In 1934, Ellis began to use wedge filters made of wood and filled with rice flour, an innovative technique that allowed shaping of the beam while ensuring a uniform dose distribution. His graduate student and long-time friend, noted radiobiologist Eric Hall recalled, “[Ellis] was always thinking of something new, and that exasperated his colleagues who were more set in their ways.”
In 1943 and amid World War II, Dr. Ellis accepted a position as the first director of the radiotherapy department at Royal London Hospital. Concerned about the risk of contamination should a bomb hit the hospital, Ellis hired a moving van to transport their radium stock to a safer location. After the war, Ellis moved to the Churchill Hospital in Oxford, UK, where he built yet another radiotherapy department.
During this time, Ellis developed the concept of nominal standard dose (NSD), a revolutionary idea that for the first time allowed comparison of the effect of different radiation fractionation and protraction regimens on normal tissues. Ellis drilled into the hundreds of trainees who came to study under him that any statement was open to questioning and that improvement was always possible. He served as medical director at Oxford from 1950-1970 when he retired at the government mandated age of 65 and is considered by many to be Britain’s most eminent radiation oncologist.
In retirement, Ellis served as a visiting professor at numerous institutions worldwide and received many awards for his contributions to the field of radiation oncology, including the Order of the British Empire (OBE), bestowed by the Queen in 2000. He served as president of the British Institute of Radiology, received the Gold Medal of the Royal College of Radiologists and honorary recognition from the Hospital Physicists’ Association (which, by 1997, through a series of organizational mergers, had become the Institute of Physics and Engineering in Medicine and Biology), the American Association of Physicists in Medicine, the American College of Radiology, the American Society for Radiation Oncology, and many others. At the age of 100, he received an honorary Doctor of Science degree from his alma mater, Sheffield University.
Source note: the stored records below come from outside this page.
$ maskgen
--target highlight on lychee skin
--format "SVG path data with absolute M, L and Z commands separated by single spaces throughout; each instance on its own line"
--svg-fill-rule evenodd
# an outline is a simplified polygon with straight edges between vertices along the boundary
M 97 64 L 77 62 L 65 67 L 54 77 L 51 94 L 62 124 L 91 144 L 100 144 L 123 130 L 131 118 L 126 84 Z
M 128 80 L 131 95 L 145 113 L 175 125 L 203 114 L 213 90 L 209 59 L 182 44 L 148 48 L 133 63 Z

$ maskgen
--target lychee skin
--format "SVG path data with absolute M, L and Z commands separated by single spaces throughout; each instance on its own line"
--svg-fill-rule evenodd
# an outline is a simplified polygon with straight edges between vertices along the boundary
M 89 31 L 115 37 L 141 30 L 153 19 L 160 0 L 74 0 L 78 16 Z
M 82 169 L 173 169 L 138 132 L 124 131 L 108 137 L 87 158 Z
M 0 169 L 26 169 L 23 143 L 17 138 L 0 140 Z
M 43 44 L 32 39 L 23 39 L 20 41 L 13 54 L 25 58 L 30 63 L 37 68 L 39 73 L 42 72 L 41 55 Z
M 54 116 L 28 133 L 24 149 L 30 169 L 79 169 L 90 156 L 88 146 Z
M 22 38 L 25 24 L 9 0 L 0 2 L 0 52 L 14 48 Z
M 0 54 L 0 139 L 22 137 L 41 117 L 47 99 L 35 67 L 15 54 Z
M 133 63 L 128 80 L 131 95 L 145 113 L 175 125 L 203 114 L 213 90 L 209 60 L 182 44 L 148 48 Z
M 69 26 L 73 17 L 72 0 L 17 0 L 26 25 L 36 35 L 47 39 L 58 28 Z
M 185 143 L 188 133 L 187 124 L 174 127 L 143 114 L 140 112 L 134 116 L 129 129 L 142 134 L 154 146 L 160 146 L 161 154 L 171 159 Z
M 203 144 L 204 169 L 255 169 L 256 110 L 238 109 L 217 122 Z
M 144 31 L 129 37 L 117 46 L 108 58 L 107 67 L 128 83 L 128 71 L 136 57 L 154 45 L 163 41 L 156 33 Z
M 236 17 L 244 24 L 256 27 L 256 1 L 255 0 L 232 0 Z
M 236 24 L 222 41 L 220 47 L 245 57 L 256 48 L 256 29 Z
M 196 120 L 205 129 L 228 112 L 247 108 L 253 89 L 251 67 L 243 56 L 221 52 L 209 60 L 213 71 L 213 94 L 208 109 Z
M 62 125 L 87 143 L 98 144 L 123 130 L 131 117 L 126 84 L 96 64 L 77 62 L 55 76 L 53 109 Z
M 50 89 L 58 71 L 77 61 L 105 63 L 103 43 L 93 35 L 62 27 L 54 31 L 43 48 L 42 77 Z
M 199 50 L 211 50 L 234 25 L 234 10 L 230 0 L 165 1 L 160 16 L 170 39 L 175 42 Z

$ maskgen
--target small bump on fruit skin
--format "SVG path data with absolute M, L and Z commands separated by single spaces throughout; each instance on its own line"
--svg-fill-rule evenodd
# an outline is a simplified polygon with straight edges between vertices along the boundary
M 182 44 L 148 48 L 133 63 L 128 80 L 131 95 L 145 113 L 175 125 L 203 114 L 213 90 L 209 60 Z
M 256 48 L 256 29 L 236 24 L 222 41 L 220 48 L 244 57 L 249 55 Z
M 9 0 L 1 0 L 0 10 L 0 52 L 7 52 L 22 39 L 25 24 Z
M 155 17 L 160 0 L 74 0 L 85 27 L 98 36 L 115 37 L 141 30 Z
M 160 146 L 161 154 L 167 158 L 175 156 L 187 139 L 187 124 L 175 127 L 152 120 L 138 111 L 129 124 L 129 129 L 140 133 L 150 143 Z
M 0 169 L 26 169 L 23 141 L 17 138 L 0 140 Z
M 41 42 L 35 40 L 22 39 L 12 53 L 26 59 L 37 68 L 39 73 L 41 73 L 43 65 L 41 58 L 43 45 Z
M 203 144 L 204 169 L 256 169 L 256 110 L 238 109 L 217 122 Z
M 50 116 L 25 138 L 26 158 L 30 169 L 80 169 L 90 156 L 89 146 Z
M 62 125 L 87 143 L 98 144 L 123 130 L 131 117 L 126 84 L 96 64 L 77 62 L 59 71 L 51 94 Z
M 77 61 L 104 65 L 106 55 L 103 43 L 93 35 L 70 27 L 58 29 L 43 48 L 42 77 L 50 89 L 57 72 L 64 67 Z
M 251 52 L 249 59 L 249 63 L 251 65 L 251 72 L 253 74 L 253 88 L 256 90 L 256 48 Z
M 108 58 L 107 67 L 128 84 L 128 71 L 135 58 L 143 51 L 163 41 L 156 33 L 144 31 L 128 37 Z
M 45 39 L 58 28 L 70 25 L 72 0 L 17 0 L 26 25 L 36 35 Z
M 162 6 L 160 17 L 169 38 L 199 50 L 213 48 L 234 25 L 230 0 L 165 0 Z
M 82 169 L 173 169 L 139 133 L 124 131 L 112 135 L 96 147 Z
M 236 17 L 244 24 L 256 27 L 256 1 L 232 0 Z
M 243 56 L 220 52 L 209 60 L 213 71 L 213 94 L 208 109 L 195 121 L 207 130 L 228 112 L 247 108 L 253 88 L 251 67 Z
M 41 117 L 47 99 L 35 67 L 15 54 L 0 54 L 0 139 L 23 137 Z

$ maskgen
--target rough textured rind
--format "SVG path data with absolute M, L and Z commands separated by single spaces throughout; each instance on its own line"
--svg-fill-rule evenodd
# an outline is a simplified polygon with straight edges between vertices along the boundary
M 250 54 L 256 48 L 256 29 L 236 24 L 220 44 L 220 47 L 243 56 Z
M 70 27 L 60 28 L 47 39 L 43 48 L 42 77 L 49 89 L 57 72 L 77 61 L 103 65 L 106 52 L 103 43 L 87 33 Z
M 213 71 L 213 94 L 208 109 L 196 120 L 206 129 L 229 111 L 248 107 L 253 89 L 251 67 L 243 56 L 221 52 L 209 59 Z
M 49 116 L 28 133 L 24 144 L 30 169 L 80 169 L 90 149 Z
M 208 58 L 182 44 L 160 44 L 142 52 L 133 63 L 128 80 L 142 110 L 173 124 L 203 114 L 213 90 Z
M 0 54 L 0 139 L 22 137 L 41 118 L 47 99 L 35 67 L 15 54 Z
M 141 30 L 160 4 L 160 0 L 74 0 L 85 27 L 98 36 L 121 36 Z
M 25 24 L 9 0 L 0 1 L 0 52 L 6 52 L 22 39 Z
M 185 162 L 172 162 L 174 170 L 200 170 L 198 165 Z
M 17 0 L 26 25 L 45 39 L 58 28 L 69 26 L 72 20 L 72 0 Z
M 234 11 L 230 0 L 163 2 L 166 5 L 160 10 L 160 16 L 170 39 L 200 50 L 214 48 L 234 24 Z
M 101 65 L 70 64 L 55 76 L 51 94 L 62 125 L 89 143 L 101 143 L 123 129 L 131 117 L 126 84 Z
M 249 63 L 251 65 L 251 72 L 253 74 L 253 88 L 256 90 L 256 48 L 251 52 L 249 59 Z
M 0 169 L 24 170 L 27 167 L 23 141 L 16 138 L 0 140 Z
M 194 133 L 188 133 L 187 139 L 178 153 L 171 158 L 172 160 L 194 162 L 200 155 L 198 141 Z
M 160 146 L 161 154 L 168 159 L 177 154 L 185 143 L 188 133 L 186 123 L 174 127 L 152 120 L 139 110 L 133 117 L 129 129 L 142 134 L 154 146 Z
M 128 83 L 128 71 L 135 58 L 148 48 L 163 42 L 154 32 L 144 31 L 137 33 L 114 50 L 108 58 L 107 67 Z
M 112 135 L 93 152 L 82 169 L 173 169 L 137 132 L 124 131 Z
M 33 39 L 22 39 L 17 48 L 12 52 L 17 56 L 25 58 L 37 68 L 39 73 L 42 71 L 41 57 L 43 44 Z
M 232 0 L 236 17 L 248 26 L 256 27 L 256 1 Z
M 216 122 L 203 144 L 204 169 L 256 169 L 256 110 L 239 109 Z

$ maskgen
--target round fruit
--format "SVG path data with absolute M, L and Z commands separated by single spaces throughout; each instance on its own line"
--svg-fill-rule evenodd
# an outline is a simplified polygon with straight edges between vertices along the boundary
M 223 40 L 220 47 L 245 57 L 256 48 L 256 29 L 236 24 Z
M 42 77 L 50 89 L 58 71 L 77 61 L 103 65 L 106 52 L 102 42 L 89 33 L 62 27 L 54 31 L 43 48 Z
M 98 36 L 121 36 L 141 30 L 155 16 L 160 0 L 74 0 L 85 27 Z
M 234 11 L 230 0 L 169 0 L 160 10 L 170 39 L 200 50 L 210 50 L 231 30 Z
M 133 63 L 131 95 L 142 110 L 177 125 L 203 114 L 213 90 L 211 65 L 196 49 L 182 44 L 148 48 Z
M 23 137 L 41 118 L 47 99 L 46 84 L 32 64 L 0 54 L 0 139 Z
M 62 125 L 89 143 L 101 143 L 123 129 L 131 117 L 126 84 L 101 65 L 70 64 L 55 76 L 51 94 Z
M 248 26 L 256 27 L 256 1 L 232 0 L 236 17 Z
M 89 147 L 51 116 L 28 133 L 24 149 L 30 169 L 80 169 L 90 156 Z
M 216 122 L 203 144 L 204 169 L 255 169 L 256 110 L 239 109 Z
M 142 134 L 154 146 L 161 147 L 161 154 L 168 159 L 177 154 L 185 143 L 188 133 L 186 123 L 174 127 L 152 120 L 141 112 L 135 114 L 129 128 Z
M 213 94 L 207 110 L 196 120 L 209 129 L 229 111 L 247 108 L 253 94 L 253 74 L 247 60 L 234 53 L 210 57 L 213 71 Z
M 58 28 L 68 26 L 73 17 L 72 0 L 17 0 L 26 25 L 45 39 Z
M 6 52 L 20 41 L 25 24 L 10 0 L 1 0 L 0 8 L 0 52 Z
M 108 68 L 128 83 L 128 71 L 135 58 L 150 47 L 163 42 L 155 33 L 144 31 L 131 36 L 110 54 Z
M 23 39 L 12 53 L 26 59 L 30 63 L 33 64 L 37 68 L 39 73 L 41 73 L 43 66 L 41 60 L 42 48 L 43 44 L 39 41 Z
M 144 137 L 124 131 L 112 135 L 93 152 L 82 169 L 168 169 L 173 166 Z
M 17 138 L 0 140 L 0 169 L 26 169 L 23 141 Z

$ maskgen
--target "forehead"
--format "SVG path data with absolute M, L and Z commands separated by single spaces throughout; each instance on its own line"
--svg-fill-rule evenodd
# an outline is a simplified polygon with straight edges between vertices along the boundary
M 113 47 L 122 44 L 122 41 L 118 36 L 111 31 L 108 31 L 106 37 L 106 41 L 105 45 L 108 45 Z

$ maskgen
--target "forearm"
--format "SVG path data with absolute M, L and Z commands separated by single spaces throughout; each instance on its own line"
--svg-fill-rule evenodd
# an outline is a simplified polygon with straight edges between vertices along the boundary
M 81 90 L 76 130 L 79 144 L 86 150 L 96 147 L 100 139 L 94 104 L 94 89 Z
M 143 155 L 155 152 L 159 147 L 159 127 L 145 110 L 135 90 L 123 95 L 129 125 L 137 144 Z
A lifelong Christian and supporter of the Society of Friends, he believed in peace and the inherent goodness of people. He died in Oxford, UK, on February 3, 2006. He was preceded in death by his beloved wife, Dorothy, and survived by four children, and dozens of grand and great-grandchildren.
In 1993, an 88-year-old Ellis sat for a videotaped interview. Midway through the conversation, the operator zoomed in on the tie worn by the aging physician. Repeating gold figures of atoms surrounded by the serpents of the medical caduceus cascaded down a navy silk background. The tie was a gift from the Hospital Physicist Association Ellis said, and “represents my philosophy.” The atoms depict science, “the only truth we are sure of,” and the intertwined serpents represent “looking out for other people.” In his long career of care and discovery, Dr. Frank Ellis passionately pursued both.
References
- AAPM. AAPM History and Heritage - Interviews. Accessed April 23, 2024. https://www.aapm.org/org/history/InterviewVideo.asp?i=39.
- Hall EJ and Suit HD. Obituary of Frank Ellis. Int J Radiation Oncology Biol Physics. 2006; 65(4); 963-4. 3. Pincock S. Obituary of Frank Ellis. The Lancet. 2006; 367; 1050.